L’individuazione del progetto avverrà secondo i seguenti criteri: 30 punti per il valore dell’area (1.900.000,00 euro per 12.300 mq di superficie, corrispondente ad una superficie edificabile di 6000 mq); 30 punti al valore della costruzione (1.800,00 euro al mq riferiti ad un capitolato prestazionale); 5 punti sui tempi di realizzazione (massimo 24 mesi); 35 punti per migliorie tecniche (classe energetica, implementazione BMS – Building Management System, proposta architettonica aree e spazi esterni).
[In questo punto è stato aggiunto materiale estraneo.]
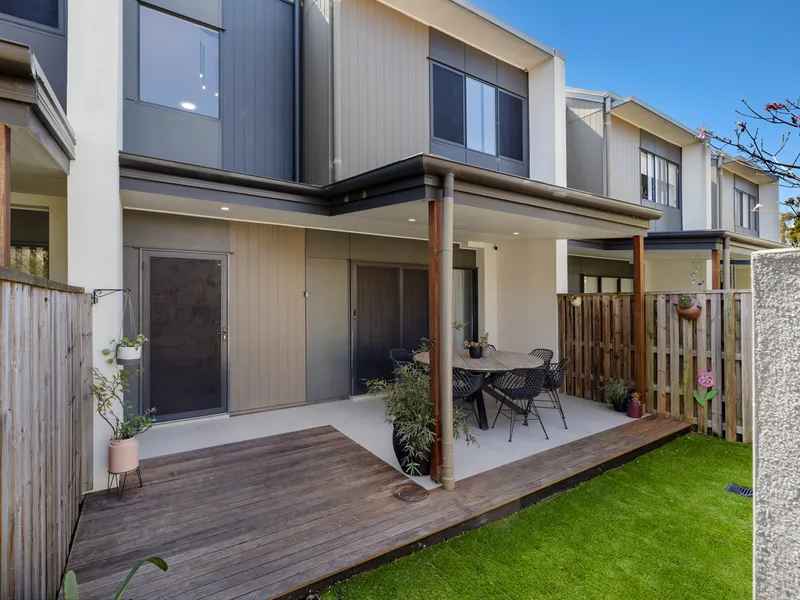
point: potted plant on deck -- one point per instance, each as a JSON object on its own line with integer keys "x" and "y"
{"x": 688, "y": 307}
{"x": 128, "y": 351}
{"x": 616, "y": 393}
{"x": 123, "y": 447}
{"x": 409, "y": 410}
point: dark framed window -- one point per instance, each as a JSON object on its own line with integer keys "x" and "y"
{"x": 660, "y": 179}
{"x": 476, "y": 115}
{"x": 41, "y": 12}
{"x": 178, "y": 63}
{"x": 448, "y": 104}
{"x": 744, "y": 205}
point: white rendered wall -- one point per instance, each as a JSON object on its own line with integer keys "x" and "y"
{"x": 527, "y": 284}
{"x": 547, "y": 106}
{"x": 696, "y": 186}
{"x": 57, "y": 210}
{"x": 94, "y": 213}
{"x": 776, "y": 304}
{"x": 769, "y": 219}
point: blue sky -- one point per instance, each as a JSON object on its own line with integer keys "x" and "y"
{"x": 692, "y": 59}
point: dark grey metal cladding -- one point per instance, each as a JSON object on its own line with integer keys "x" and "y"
{"x": 474, "y": 63}
{"x": 257, "y": 87}
{"x": 158, "y": 131}
{"x": 48, "y": 44}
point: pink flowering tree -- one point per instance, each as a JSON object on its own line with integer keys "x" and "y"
{"x": 780, "y": 157}
{"x": 705, "y": 380}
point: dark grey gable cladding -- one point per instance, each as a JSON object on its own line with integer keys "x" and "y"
{"x": 257, "y": 87}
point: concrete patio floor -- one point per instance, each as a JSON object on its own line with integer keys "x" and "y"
{"x": 362, "y": 421}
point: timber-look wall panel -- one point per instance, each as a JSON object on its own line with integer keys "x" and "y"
{"x": 267, "y": 317}
{"x": 46, "y": 427}
{"x": 597, "y": 336}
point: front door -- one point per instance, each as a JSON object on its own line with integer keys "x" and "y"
{"x": 185, "y": 319}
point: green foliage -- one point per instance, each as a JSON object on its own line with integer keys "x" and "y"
{"x": 409, "y": 410}
{"x": 615, "y": 390}
{"x": 659, "y": 528}
{"x": 112, "y": 390}
{"x": 69, "y": 585}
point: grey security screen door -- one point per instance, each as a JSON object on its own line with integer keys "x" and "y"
{"x": 185, "y": 319}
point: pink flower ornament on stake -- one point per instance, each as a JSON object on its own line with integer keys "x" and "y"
{"x": 705, "y": 379}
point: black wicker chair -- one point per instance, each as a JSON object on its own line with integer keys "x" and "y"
{"x": 466, "y": 385}
{"x": 543, "y": 353}
{"x": 554, "y": 379}
{"x": 520, "y": 387}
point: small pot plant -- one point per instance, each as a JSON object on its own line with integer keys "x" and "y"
{"x": 409, "y": 410}
{"x": 123, "y": 447}
{"x": 475, "y": 348}
{"x": 688, "y": 308}
{"x": 616, "y": 393}
{"x": 128, "y": 351}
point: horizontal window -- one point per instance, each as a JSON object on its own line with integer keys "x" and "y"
{"x": 660, "y": 179}
{"x": 744, "y": 205}
{"x": 476, "y": 115}
{"x": 43, "y": 12}
{"x": 178, "y": 63}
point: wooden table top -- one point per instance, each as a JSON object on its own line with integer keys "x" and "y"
{"x": 497, "y": 361}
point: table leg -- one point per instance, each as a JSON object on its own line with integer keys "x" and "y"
{"x": 483, "y": 421}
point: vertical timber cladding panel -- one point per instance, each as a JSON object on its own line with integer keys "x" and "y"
{"x": 256, "y": 52}
{"x": 385, "y": 86}
{"x": 268, "y": 326}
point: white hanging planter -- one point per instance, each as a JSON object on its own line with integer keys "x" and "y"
{"x": 127, "y": 355}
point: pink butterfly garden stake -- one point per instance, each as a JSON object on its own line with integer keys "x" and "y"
{"x": 705, "y": 379}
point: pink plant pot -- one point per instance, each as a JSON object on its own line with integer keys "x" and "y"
{"x": 123, "y": 455}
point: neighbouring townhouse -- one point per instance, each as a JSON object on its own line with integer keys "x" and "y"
{"x": 270, "y": 179}
{"x": 625, "y": 149}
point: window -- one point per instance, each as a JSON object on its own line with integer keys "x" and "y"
{"x": 659, "y": 179}
{"x": 481, "y": 117}
{"x": 744, "y": 209}
{"x": 178, "y": 63}
{"x": 43, "y": 12}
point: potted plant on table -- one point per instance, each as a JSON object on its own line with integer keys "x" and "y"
{"x": 128, "y": 351}
{"x": 688, "y": 308}
{"x": 409, "y": 410}
{"x": 616, "y": 393}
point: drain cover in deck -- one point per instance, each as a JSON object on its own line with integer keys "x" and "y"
{"x": 739, "y": 490}
{"x": 410, "y": 492}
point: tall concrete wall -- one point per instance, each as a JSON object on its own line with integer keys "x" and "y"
{"x": 776, "y": 306}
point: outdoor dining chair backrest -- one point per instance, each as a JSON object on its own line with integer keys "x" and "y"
{"x": 521, "y": 383}
{"x": 465, "y": 383}
{"x": 543, "y": 353}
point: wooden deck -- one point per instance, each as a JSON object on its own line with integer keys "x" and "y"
{"x": 279, "y": 516}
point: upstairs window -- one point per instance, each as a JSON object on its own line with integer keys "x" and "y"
{"x": 178, "y": 63}
{"x": 659, "y": 179}
{"x": 744, "y": 205}
{"x": 41, "y": 12}
{"x": 479, "y": 116}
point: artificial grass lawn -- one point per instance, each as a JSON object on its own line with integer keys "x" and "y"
{"x": 660, "y": 527}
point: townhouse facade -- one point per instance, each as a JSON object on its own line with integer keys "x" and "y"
{"x": 628, "y": 150}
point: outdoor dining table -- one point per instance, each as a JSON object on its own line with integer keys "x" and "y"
{"x": 495, "y": 361}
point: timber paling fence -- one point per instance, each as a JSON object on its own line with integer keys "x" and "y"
{"x": 597, "y": 336}
{"x": 45, "y": 428}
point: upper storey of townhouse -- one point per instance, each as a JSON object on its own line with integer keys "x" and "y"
{"x": 223, "y": 84}
{"x": 626, "y": 149}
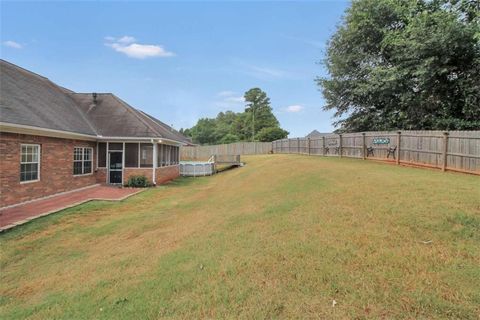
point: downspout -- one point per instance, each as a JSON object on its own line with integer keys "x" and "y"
{"x": 155, "y": 147}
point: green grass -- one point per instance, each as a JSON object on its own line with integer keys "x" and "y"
{"x": 282, "y": 237}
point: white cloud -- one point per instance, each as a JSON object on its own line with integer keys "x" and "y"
{"x": 126, "y": 39}
{"x": 229, "y": 100}
{"x": 262, "y": 72}
{"x": 225, "y": 93}
{"x": 294, "y": 108}
{"x": 127, "y": 46}
{"x": 12, "y": 44}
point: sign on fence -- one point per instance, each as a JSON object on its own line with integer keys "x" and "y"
{"x": 453, "y": 150}
{"x": 381, "y": 140}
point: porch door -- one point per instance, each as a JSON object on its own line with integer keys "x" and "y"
{"x": 115, "y": 168}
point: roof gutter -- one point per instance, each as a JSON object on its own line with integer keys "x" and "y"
{"x": 31, "y": 130}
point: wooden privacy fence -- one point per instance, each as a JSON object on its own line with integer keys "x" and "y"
{"x": 237, "y": 148}
{"x": 453, "y": 150}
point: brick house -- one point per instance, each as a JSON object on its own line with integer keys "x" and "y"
{"x": 54, "y": 140}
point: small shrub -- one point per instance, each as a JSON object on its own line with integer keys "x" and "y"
{"x": 138, "y": 182}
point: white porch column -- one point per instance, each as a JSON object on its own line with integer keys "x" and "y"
{"x": 155, "y": 162}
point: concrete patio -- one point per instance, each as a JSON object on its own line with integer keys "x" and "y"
{"x": 20, "y": 214}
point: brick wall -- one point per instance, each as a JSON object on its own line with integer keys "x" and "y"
{"x": 147, "y": 172}
{"x": 162, "y": 174}
{"x": 56, "y": 168}
{"x": 101, "y": 175}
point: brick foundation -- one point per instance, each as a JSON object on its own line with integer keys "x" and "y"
{"x": 56, "y": 168}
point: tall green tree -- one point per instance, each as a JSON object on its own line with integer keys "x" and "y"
{"x": 405, "y": 65}
{"x": 230, "y": 127}
{"x": 259, "y": 112}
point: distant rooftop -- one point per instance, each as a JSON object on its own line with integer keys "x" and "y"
{"x": 316, "y": 134}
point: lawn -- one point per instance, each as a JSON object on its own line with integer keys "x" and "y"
{"x": 282, "y": 237}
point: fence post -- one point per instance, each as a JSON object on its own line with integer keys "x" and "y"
{"x": 364, "y": 144}
{"x": 445, "y": 150}
{"x": 340, "y": 146}
{"x": 323, "y": 143}
{"x": 399, "y": 133}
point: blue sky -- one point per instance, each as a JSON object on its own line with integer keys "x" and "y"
{"x": 181, "y": 61}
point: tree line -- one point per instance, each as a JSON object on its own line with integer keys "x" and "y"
{"x": 256, "y": 123}
{"x": 412, "y": 64}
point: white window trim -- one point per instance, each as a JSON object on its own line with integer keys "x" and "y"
{"x": 39, "y": 160}
{"x": 83, "y": 161}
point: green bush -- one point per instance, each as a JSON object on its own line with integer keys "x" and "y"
{"x": 138, "y": 182}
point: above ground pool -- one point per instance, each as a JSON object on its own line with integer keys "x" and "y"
{"x": 196, "y": 168}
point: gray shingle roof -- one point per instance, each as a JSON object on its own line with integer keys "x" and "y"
{"x": 30, "y": 99}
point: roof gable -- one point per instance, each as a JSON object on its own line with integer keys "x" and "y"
{"x": 29, "y": 99}
{"x": 33, "y": 100}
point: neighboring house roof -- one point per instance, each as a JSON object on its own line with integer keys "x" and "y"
{"x": 315, "y": 134}
{"x": 30, "y": 99}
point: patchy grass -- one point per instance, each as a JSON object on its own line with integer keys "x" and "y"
{"x": 281, "y": 237}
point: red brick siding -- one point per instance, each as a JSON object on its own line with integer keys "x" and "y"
{"x": 165, "y": 174}
{"x": 101, "y": 175}
{"x": 56, "y": 168}
{"x": 128, "y": 172}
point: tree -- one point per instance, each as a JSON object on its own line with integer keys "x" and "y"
{"x": 204, "y": 131}
{"x": 259, "y": 110}
{"x": 405, "y": 65}
{"x": 228, "y": 127}
{"x": 271, "y": 134}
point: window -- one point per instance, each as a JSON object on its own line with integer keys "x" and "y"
{"x": 102, "y": 154}
{"x": 30, "y": 162}
{"x": 82, "y": 161}
{"x": 146, "y": 155}
{"x": 131, "y": 155}
{"x": 167, "y": 155}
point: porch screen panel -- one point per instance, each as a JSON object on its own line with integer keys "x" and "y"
{"x": 146, "y": 155}
{"x": 102, "y": 155}
{"x": 160, "y": 155}
{"x": 175, "y": 155}
{"x": 169, "y": 149}
{"x": 131, "y": 155}
{"x": 115, "y": 146}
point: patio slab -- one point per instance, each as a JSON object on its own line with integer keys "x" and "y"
{"x": 17, "y": 215}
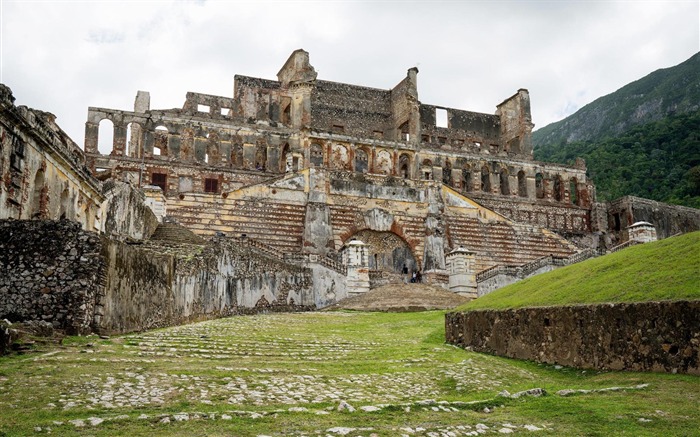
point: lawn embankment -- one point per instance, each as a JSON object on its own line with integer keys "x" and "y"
{"x": 664, "y": 270}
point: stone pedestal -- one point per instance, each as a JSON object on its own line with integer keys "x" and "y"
{"x": 460, "y": 265}
{"x": 355, "y": 258}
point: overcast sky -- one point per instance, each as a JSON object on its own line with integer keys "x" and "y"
{"x": 63, "y": 56}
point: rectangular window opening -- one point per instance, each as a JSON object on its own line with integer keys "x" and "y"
{"x": 211, "y": 185}
{"x": 441, "y": 117}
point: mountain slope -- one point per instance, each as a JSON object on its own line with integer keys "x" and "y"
{"x": 662, "y": 270}
{"x": 666, "y": 91}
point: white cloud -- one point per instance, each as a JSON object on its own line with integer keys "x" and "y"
{"x": 64, "y": 56}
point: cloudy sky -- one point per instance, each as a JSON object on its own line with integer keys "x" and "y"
{"x": 62, "y": 56}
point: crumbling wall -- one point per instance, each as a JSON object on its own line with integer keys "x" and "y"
{"x": 125, "y": 213}
{"x": 49, "y": 271}
{"x": 153, "y": 285}
{"x": 668, "y": 219}
{"x": 648, "y": 336}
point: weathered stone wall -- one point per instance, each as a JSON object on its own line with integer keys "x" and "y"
{"x": 42, "y": 171}
{"x": 649, "y": 336}
{"x": 49, "y": 271}
{"x": 125, "y": 214}
{"x": 667, "y": 219}
{"x": 154, "y": 285}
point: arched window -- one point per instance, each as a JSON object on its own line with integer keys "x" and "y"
{"x": 505, "y": 184}
{"x": 404, "y": 166}
{"x": 539, "y": 186}
{"x": 361, "y": 161}
{"x": 38, "y": 206}
{"x": 316, "y": 157}
{"x": 427, "y": 169}
{"x": 485, "y": 179}
{"x": 557, "y": 189}
{"x": 522, "y": 184}
{"x": 64, "y": 211}
{"x": 466, "y": 180}
{"x": 285, "y": 164}
{"x": 573, "y": 191}
{"x": 261, "y": 158}
{"x": 105, "y": 137}
{"x": 160, "y": 141}
{"x": 447, "y": 173}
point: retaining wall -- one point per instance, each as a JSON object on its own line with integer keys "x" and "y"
{"x": 650, "y": 336}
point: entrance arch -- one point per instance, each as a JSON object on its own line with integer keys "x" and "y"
{"x": 387, "y": 251}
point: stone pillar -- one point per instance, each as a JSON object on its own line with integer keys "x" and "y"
{"x": 355, "y": 259}
{"x": 460, "y": 264}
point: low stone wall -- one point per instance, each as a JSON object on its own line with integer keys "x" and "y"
{"x": 49, "y": 271}
{"x": 151, "y": 286}
{"x": 650, "y": 336}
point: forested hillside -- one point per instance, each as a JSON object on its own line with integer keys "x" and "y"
{"x": 664, "y": 92}
{"x": 659, "y": 161}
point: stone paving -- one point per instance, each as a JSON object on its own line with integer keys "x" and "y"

Infine il presidente Albertoni ha evidenziato un elemento molto importante: l’area sulla quale sorgerà il Polo tecnologico è immediatamente cantierabile e questo, pertanto il vincitore potrà iniziare subito i lavori. L’intervento complessivo si aggirerà sui 10 milioni di euro, sette sono le aziende, già presenti sul territorio, che hanno per ora manifestato interesse ad insediarsi nel Polo: la finalità è infatti di mantenere posti d lavoro nella nostra città.

L’area denominata dapprima ex Annonaria ed ora Cremona City Hub è di proprietà di AEM Cremona S.p.A. dal 23 novembre 2011. In  un comparto di questa vasta area, in base al Piano Integrato di Intervento, adottato dal Comune di Cremona il 7 maggio 2014, è prevista, tra l’altro, la creazione del Polo delle nuove tecnologie della città di Cremona. Il 27  novembre 2012 è stato costituito il CRIT – Cremona Information Technology, Consorzio che ha lo scopo di svolgere tutte le attività e le iniziative destinate a promuovere lo sviluppo ed il miglioramento delle condizioni professionali ed economiche delle imprese tecnologiche consorziate.

Successivamente il Comune di Cremona ha partecipato al programma denominato ASTER – Accordi di Sviluppo Territoriale – per l’insediamento di nuove attività di impresa indetto da regione Lombardia, presentando un progetto di intervento di opere strumentali alla realizzazione dell’edificio sede del Consorzio CRIT, nonché alla realizzazione delle infrastrutture necessarie a rendere accessibile l’area.

Il 16 novembre 2013 la Regione Lombardia – Direzione Generale Attività Produttive Ricerca e Innovazione – ha assegnato alla proposta “Verso il Polo delle tecnologie di Cremona” un finanziamento di un milione di euro, individuando quali partner il CRIT stesso insieme al Comune di Cremona. Nel frattempo AEM Cremona ha sviluppato un’ipotesi progettuale del “Polo per le nuove tecnologie della città di Cremona”, che sarà messo a disposizione dei partecipanti al bando, nel quale è individuato, tra l’altro, il grado di prestazione e il livello di finitura del nuovo intervento immobiliare. Sulla base di questo progetto, il CRIT e le aziende ad esso associate (per il momento sono sette) hanno sottoscritto un’apposita manifestazione di interesse ad insediarsi nel nuovo complesso immobiliare.